Tak heran, untuk menikmati eco-tourism ini, wisatawan merogoh kocek lebih dalam. Biaya ketiga paket kursus itu sama, yaitu Rp 3,5 juta. Juga mendapat fasilitas sama berupa makan tiga kali sehari dan jam belajar yang sama. Paket 6 hari dan 10 hari menginap di homestay berupa rumah warga.
Bagi yang menginginkan homestay dengan fasilitas AC dan air panas harus menambah ongkos Rp 2,5 juta. Khusus untuk paket satu bulan tidak menginap. Sedangkan paket enam hari dengan metode belajar setengah hari di kelas dan setengah hari berwisata sembari pengaplikasikan ilmunya.
“Dan selama belajar, handphone kami sita. Boleh pakai lagi pukul 16.00-17.00.” kata Hani. Pesertanya tak hanya seputaran Magelang. Melainkan antar pulau antar provinsi.
Semula, para orangtua khawatir meninggalkan anak-anaknya yang minimal kelas IV sekolah dasar. Tapi suasana yang nyaman malah membuat mereka enggan pulang.
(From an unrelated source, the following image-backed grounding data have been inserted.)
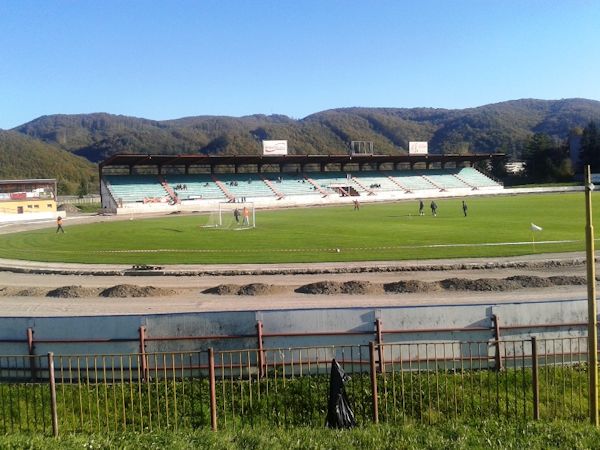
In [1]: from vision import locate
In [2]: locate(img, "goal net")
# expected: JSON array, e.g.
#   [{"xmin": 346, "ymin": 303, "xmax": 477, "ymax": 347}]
[{"xmin": 200, "ymin": 202, "xmax": 256, "ymax": 229}]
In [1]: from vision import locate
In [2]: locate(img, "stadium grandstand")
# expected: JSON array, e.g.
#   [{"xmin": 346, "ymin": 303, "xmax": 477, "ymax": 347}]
[
  {"xmin": 99, "ymin": 153, "xmax": 504, "ymax": 214},
  {"xmin": 0, "ymin": 179, "xmax": 59, "ymax": 223}
]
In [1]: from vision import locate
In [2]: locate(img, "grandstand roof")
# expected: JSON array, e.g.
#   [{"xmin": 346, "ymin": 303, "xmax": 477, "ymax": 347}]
[{"xmin": 100, "ymin": 153, "xmax": 502, "ymax": 170}]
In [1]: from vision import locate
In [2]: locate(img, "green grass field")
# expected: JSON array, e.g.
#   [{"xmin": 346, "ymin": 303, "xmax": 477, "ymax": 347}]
[{"xmin": 0, "ymin": 193, "xmax": 594, "ymax": 265}]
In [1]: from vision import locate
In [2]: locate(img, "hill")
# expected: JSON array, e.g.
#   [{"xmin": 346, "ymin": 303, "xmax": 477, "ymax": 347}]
[
  {"xmin": 11, "ymin": 98, "xmax": 600, "ymax": 163},
  {"xmin": 0, "ymin": 131, "xmax": 97, "ymax": 194}
]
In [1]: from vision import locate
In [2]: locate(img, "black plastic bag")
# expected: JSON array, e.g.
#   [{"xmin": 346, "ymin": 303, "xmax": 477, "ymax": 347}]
[{"xmin": 325, "ymin": 359, "xmax": 356, "ymax": 428}]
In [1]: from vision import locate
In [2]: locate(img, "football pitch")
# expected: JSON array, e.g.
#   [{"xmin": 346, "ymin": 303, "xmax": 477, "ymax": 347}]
[{"xmin": 0, "ymin": 193, "xmax": 593, "ymax": 265}]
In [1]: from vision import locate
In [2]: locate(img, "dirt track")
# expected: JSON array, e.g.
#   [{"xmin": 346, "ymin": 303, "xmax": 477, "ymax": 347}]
[{"xmin": 0, "ymin": 213, "xmax": 594, "ymax": 317}]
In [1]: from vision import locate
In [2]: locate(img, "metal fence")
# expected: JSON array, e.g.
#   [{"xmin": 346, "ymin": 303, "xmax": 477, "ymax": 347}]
[{"xmin": 0, "ymin": 336, "xmax": 594, "ymax": 436}]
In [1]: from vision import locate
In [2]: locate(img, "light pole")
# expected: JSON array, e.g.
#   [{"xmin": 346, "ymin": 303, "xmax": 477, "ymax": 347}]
[{"xmin": 585, "ymin": 164, "xmax": 598, "ymax": 425}]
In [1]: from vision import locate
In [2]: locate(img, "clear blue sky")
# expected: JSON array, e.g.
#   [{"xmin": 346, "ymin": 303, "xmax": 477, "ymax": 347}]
[{"xmin": 1, "ymin": 0, "xmax": 599, "ymax": 129}]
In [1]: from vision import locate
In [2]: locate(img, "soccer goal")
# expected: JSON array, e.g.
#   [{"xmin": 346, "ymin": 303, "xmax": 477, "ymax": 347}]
[{"xmin": 201, "ymin": 202, "xmax": 256, "ymax": 229}]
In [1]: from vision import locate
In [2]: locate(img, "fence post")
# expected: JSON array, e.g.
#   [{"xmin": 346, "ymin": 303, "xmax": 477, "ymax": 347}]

Ada juga yang mengkhawatirkan jam pengajaran yang ketat hingga malam hari. Namun kekhawatiran itu tak terjadi, “Ini program akselerasi dari pagi sampai malam. Meski mereka capek, tapi enggak galau, enggak stress karena bersenang-senang,” kata Hani.
Lantas, apakah hanya dengan enam hari bisa membuat peserta lancer cas cis cus Inggris? Hani mengklaim kalau diadu dengan anak sekolahan, tidak kalah. Lantaran yang dibutuhkan untuk lancar berbahasa Inggris adalah rutinitas.